Trust Affects How Individuals View a Partner’s Past Transgressions

C. Price
C. Price
March 11, 2013
Trust Affects How Individuals View a Partner’s Past Transgressions

Can you ever really forgive your partner’s past misdeeds? According to new research, that depends on how much you trust your partner in the present.

Conducted by Northwestern University and Redeemer University College in Ontario, the study found individuals with a lot of trust in their partner felt better about past transgressions as time passed, while individuals with little trust in their partner felt worse.

 

“Individuals with a lot of trust in their partner

felt better about past transgressions.”

Researchers had a group of college students, with an average age of 18, report on their relationship every two weeks for six months, noting when their partner did something to upset them.

Students then rated on a scale of one to seven how strong the transgression was, how they forgave their partner and how their partner made amends.

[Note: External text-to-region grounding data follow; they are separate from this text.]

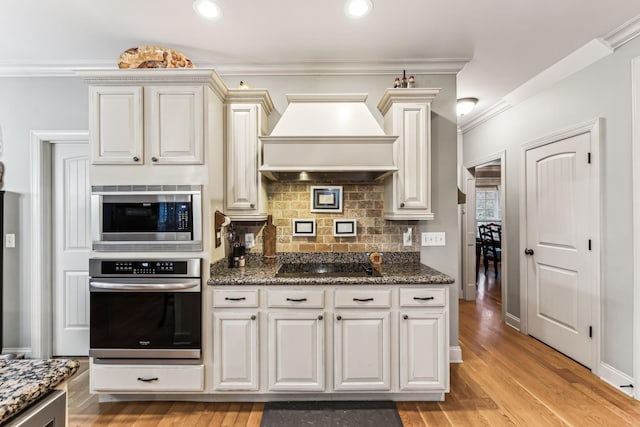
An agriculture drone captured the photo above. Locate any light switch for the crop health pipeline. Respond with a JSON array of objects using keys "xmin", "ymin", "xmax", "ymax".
[
  {"xmin": 421, "ymin": 232, "xmax": 445, "ymax": 247},
  {"xmin": 6, "ymin": 233, "xmax": 15, "ymax": 248},
  {"xmin": 403, "ymin": 228, "xmax": 412, "ymax": 246},
  {"xmin": 245, "ymin": 233, "xmax": 255, "ymax": 249}
]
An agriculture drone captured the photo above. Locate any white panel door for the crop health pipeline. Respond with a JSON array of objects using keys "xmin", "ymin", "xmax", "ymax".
[
  {"xmin": 147, "ymin": 85, "xmax": 204, "ymax": 164},
  {"xmin": 463, "ymin": 173, "xmax": 477, "ymax": 300},
  {"xmin": 213, "ymin": 312, "xmax": 259, "ymax": 390},
  {"xmin": 334, "ymin": 311, "xmax": 390, "ymax": 390},
  {"xmin": 396, "ymin": 103, "xmax": 429, "ymax": 210},
  {"xmin": 225, "ymin": 103, "xmax": 259, "ymax": 211},
  {"xmin": 53, "ymin": 143, "xmax": 90, "ymax": 356},
  {"xmin": 525, "ymin": 133, "xmax": 593, "ymax": 367},
  {"xmin": 268, "ymin": 311, "xmax": 325, "ymax": 391},
  {"xmin": 399, "ymin": 311, "xmax": 446, "ymax": 390}
]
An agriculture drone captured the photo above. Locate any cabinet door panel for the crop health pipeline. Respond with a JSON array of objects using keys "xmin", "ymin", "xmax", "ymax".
[
  {"xmin": 213, "ymin": 312, "xmax": 259, "ymax": 391},
  {"xmin": 268, "ymin": 312, "xmax": 324, "ymax": 391},
  {"xmin": 399, "ymin": 311, "xmax": 446, "ymax": 391},
  {"xmin": 226, "ymin": 104, "xmax": 259, "ymax": 211},
  {"xmin": 397, "ymin": 103, "xmax": 429, "ymax": 210},
  {"xmin": 334, "ymin": 311, "xmax": 390, "ymax": 390},
  {"xmin": 147, "ymin": 86, "xmax": 204, "ymax": 164},
  {"xmin": 90, "ymin": 86, "xmax": 143, "ymax": 164}
]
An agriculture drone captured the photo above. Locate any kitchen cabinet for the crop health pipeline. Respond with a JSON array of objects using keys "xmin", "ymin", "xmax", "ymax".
[
  {"xmin": 224, "ymin": 90, "xmax": 274, "ymax": 221},
  {"xmin": 212, "ymin": 289, "xmax": 260, "ymax": 391},
  {"xmin": 377, "ymin": 89, "xmax": 440, "ymax": 220},
  {"xmin": 80, "ymin": 69, "xmax": 228, "ymax": 166},
  {"xmin": 333, "ymin": 311, "xmax": 390, "ymax": 391}
]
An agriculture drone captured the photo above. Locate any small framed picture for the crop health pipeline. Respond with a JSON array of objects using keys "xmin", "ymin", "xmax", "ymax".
[
  {"xmin": 310, "ymin": 186, "xmax": 343, "ymax": 213},
  {"xmin": 292, "ymin": 218, "xmax": 316, "ymax": 236},
  {"xmin": 334, "ymin": 219, "xmax": 357, "ymax": 237}
]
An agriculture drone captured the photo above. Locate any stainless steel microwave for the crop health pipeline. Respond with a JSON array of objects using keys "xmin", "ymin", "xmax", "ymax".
[{"xmin": 91, "ymin": 185, "xmax": 202, "ymax": 251}]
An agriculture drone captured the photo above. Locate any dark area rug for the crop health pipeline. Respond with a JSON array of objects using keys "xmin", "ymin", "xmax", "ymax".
[{"xmin": 260, "ymin": 400, "xmax": 403, "ymax": 427}]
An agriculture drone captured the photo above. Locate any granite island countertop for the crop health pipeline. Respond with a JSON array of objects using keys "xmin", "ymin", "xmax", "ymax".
[
  {"xmin": 208, "ymin": 252, "xmax": 454, "ymax": 286},
  {"xmin": 0, "ymin": 358, "xmax": 79, "ymax": 424}
]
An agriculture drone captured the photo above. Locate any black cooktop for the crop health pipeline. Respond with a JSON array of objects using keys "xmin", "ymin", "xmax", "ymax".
[{"xmin": 275, "ymin": 263, "xmax": 381, "ymax": 278}]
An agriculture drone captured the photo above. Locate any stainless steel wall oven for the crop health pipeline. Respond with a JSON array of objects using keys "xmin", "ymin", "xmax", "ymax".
[
  {"xmin": 91, "ymin": 185, "xmax": 202, "ymax": 251},
  {"xmin": 89, "ymin": 258, "xmax": 201, "ymax": 359}
]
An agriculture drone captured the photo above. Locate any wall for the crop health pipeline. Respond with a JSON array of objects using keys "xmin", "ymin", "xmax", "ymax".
[
  {"xmin": 463, "ymin": 36, "xmax": 640, "ymax": 374},
  {"xmin": 0, "ymin": 77, "xmax": 88, "ymax": 351},
  {"xmin": 221, "ymin": 73, "xmax": 460, "ymax": 346},
  {"xmin": 233, "ymin": 181, "xmax": 423, "ymax": 254},
  {"xmin": 0, "ymin": 72, "xmax": 459, "ymax": 351}
]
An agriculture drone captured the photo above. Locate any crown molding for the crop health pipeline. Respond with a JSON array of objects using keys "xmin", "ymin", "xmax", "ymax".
[
  {"xmin": 602, "ymin": 14, "xmax": 640, "ymax": 49},
  {"xmin": 459, "ymin": 100, "xmax": 511, "ymax": 134},
  {"xmin": 0, "ymin": 58, "xmax": 469, "ymax": 78}
]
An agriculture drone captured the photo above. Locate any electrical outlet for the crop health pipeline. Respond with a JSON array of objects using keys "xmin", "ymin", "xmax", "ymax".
[
  {"xmin": 421, "ymin": 232, "xmax": 445, "ymax": 247},
  {"xmin": 403, "ymin": 228, "xmax": 412, "ymax": 246},
  {"xmin": 5, "ymin": 233, "xmax": 15, "ymax": 248},
  {"xmin": 245, "ymin": 233, "xmax": 255, "ymax": 249}
]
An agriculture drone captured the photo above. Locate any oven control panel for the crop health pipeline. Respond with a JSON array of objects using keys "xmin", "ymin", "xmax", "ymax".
[{"xmin": 98, "ymin": 260, "xmax": 189, "ymax": 275}]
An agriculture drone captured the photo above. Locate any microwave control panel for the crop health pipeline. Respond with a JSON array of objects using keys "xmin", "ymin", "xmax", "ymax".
[{"xmin": 100, "ymin": 260, "xmax": 189, "ymax": 275}]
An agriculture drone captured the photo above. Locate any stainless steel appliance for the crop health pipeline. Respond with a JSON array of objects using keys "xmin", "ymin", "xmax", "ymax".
[
  {"xmin": 91, "ymin": 185, "xmax": 202, "ymax": 251},
  {"xmin": 89, "ymin": 258, "xmax": 201, "ymax": 359}
]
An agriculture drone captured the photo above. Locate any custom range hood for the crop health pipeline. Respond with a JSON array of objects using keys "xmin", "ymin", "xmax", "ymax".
[{"xmin": 259, "ymin": 94, "xmax": 398, "ymax": 182}]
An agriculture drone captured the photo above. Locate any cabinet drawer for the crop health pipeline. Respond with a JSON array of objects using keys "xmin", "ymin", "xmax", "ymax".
[
  {"xmin": 399, "ymin": 288, "xmax": 446, "ymax": 307},
  {"xmin": 334, "ymin": 289, "xmax": 391, "ymax": 308},
  {"xmin": 213, "ymin": 289, "xmax": 259, "ymax": 307},
  {"xmin": 268, "ymin": 289, "xmax": 324, "ymax": 308},
  {"xmin": 92, "ymin": 364, "xmax": 204, "ymax": 392}
]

While the study focused on college students, researchers noted these results would repeat themselves among adults as well, especially once they controlled for other personality traits and found trust was the primary factor correlating with forgiveness.

“The tension between self-protection and relationship promotion exists throughout the time course of a close relationship,” said psychology professor Eli J. Finkel. “Given that trust varies among both older and younger people, it seems likely that high levels of trust should foster relationship-promoting memory distortions in a broad range of people.”